The Attack Technique
The specific intrusion vector has not been publicly disclosed. What is known is that the attackers compromised a digital storage system operated by the LA City Attorney's Office rather than LAPD infrastructure directly. World Leaks operates as an extortion gang that steals data and threatens to publish it unless a ransom is paid. The group's leak site was used to publicize the breach, a standard double-extortion tactic.

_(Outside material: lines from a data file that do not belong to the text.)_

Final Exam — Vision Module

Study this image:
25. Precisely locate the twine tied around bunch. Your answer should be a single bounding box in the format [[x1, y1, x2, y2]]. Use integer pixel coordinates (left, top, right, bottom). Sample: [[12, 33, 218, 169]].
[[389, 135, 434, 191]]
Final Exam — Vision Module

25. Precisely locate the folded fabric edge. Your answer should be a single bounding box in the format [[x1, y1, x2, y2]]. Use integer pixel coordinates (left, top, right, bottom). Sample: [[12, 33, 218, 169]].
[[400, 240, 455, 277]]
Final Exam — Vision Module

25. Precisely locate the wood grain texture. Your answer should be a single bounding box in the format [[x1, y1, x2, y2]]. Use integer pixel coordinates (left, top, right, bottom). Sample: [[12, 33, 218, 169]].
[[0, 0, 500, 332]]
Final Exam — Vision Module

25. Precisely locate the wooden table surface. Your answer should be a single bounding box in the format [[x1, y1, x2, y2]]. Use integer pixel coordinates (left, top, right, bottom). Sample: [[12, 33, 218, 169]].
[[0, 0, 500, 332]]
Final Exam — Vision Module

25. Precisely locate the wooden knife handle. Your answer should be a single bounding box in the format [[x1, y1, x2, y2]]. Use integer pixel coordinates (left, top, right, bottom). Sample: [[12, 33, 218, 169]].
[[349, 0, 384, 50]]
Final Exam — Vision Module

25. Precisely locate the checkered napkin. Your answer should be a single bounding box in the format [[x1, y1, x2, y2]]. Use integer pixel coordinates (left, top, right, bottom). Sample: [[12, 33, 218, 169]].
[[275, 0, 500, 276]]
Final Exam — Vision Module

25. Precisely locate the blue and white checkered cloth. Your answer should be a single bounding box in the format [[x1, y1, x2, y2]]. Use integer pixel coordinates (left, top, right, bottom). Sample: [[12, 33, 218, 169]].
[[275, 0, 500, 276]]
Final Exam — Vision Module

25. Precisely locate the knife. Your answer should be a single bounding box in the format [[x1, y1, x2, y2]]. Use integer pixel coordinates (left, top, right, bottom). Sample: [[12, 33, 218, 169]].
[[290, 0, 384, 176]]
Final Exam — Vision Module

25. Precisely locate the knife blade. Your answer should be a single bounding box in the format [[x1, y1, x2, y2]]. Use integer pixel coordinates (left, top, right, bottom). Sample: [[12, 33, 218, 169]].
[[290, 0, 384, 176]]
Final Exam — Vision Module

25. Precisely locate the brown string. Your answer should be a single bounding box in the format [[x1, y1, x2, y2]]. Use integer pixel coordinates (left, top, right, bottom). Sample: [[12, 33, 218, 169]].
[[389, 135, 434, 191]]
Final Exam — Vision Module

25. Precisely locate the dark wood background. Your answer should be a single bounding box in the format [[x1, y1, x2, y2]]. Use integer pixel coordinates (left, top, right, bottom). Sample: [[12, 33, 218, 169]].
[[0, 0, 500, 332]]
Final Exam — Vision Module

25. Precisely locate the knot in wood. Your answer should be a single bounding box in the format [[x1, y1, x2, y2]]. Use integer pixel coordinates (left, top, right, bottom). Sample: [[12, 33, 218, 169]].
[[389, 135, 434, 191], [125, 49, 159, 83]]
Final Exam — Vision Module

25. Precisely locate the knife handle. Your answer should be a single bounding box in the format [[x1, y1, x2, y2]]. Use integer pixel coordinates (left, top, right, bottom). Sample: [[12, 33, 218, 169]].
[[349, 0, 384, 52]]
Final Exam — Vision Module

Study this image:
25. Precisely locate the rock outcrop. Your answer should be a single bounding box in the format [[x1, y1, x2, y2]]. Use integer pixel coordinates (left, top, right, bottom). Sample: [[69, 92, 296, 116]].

The removal of the data from the leak site could indicate ongoing ransom negotiations, law enforcement intervention, or operational decisions by the threat actor.
What Organizations Should Do
- Audit third-party data custodians: Map where your sensitive data resides outside your own infrastructure and assess the security posture of every external system that stores it.
- Enforce least-privilege access on shared storage: Ensure that digital storage systems, especially those shared across agencies, segment access by sensitivity level and enforce strict authentication controls.
- Implement data loss prevention monitoring: Deploy DLP tooling that can detect large-scale exfiltration events, particularly on systems housing legally privileged or personnel records.
- Review inter-agency data sharing agreements: Ensure contracts with partner agencies include enforceable security requirements, breach notification timelines, and incident response obligations.
- Prepare for extortion scenarios: Develop and rehearse playbooks specifically for data extortion incidents, including legal review of ransom payment implications and pre-drafted public communications.
- Monitor for leaked data exposure: Organizations with law enforcement partnerships should proactively monitor dark web and leak site activity for exposure of their data in this or related breaches.